Iraqi Kurdish peshmerga forces repelled a multi-pronged offensive by the Islamic State group in the northern province of Nineveh on Wednesday, officials said.
One of the targeted areas included a base housing Turkish soldiers that has been at the heart of a bitter dispute between Baghdad and Ankara.
Peshmerga forces repelled coordinated attacks by IS in Nawaran, Bashiqa, Tal Aswad, Khazr and Zardik, the Kurdistan Regional Security Council (KRSC) said.
“This was an attempt by (IS) to breach peshmerga defensive lines following significant losses in recent months,” it said.
“A number of fronts, including Bashiqa and Nawaran and Khazr north and east of Mosul, were attacked by (IS) terrorists this evening,” Jabbar Yawar, the secretary general of the ministry responsible for the peshmerga forces, told AFP.
The jihadists “used car bombs and mortars and rockets and after that launched attacks on peshmerga sites on all of these fronts”, Yawar said.
The KRSC, which is headed by de facto regional president Massud Barzani’s son Masrour, claimed that more than 70 IS members were killed in the attacks.
That claim could not be independently verified, and the statement provided no indication of possible peshmerga casualties.
Ankara announced earlier that four of its troops at the base were wounded in Wednesday shelling by IS.
Turkey, a close ally of Barzani, deployed troops earlier this month to a base in the Bashiqa area where it trains volunteers preparing to confront IS in the city of Mosul.
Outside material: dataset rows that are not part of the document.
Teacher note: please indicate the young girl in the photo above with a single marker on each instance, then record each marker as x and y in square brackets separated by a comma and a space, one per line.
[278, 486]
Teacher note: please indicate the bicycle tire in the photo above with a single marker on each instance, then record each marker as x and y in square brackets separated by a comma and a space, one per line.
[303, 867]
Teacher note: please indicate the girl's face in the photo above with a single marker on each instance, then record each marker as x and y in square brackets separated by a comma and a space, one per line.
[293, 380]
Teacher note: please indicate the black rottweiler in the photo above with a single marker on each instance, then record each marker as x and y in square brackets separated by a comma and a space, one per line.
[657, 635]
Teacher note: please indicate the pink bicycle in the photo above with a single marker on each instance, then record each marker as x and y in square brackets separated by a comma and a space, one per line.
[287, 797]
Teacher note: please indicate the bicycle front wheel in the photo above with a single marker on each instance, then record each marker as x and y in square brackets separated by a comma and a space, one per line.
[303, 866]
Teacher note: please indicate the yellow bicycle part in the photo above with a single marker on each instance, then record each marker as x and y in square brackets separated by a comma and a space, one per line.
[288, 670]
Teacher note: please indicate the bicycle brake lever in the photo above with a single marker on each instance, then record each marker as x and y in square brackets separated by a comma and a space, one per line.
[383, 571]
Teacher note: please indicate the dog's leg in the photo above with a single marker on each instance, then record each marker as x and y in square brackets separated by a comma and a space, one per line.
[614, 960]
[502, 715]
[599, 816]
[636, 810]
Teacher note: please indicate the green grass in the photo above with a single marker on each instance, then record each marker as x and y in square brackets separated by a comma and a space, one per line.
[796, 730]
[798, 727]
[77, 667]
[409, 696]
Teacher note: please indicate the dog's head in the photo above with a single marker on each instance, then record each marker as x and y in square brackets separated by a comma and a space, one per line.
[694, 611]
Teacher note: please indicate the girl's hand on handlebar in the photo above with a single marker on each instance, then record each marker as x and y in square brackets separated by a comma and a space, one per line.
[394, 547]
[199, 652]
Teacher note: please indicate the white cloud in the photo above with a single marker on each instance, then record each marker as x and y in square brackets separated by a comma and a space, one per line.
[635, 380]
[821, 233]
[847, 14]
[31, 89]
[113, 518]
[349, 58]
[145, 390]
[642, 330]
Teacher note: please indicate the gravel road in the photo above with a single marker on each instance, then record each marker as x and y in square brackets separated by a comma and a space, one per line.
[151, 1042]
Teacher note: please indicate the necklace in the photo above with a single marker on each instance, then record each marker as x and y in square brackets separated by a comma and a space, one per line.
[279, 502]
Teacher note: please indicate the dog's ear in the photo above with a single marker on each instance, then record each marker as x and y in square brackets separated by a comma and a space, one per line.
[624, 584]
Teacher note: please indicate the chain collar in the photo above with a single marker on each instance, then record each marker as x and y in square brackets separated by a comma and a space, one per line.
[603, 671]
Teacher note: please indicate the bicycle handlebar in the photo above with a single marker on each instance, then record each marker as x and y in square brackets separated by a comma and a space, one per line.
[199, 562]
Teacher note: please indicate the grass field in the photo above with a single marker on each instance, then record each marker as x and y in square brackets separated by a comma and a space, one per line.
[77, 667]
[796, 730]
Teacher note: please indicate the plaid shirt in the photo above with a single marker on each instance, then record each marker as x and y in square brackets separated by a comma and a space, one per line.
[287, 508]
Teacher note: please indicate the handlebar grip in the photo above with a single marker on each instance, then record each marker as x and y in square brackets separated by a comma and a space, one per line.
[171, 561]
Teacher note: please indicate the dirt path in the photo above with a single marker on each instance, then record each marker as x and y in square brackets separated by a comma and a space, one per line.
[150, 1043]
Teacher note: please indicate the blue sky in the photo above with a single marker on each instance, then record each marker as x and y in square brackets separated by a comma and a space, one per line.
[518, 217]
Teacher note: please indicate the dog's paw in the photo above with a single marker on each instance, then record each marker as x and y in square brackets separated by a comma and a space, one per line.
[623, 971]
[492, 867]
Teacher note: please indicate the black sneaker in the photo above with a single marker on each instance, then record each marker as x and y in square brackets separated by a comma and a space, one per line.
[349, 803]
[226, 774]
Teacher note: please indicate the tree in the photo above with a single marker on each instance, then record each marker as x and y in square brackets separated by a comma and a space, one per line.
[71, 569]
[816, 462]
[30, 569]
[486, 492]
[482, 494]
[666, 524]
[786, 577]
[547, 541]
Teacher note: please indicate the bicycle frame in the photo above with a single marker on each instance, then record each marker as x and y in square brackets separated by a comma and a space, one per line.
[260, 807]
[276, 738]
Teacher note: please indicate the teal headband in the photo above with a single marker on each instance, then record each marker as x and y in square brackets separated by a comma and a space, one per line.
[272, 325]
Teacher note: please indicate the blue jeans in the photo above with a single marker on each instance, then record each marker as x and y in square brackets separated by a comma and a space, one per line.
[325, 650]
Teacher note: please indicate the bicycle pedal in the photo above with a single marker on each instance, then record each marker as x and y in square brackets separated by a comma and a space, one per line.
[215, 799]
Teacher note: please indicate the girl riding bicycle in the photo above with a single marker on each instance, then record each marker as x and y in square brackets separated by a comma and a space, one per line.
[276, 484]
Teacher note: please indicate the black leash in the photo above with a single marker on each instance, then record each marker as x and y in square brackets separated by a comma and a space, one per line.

Ankara insists the deployment was a routine rotation, but Baghdad said it was unauthorised and a violation of its sovereignty.
The area has been under peshmerga control for some time but lies outside the official borders of the autonomous Kurdish region, inside Nineveh province of which Mosul is the capital.
Turkey said this week it had withdrawn an unspecified contingent from the base, but the Iraqi government responded by demanding a complete pullout.
Turkey is widely perceived in Iraq’s Shiite majority as complicit with IS, and Shiite militias have advocated using force against Turkish troops should the diplomatic track fail.
One of the most powerful among them, Ketaeb Hezbollah, said on its TV channel Etejah that it was responsible for shelling the Turkish base near Bashiqa Wednesday.
The claim did not specify how the group might have achieved such range, given that the northernmost front in which federal and allied militias are deployed is more than 100 kilometres (60 miles) to the south.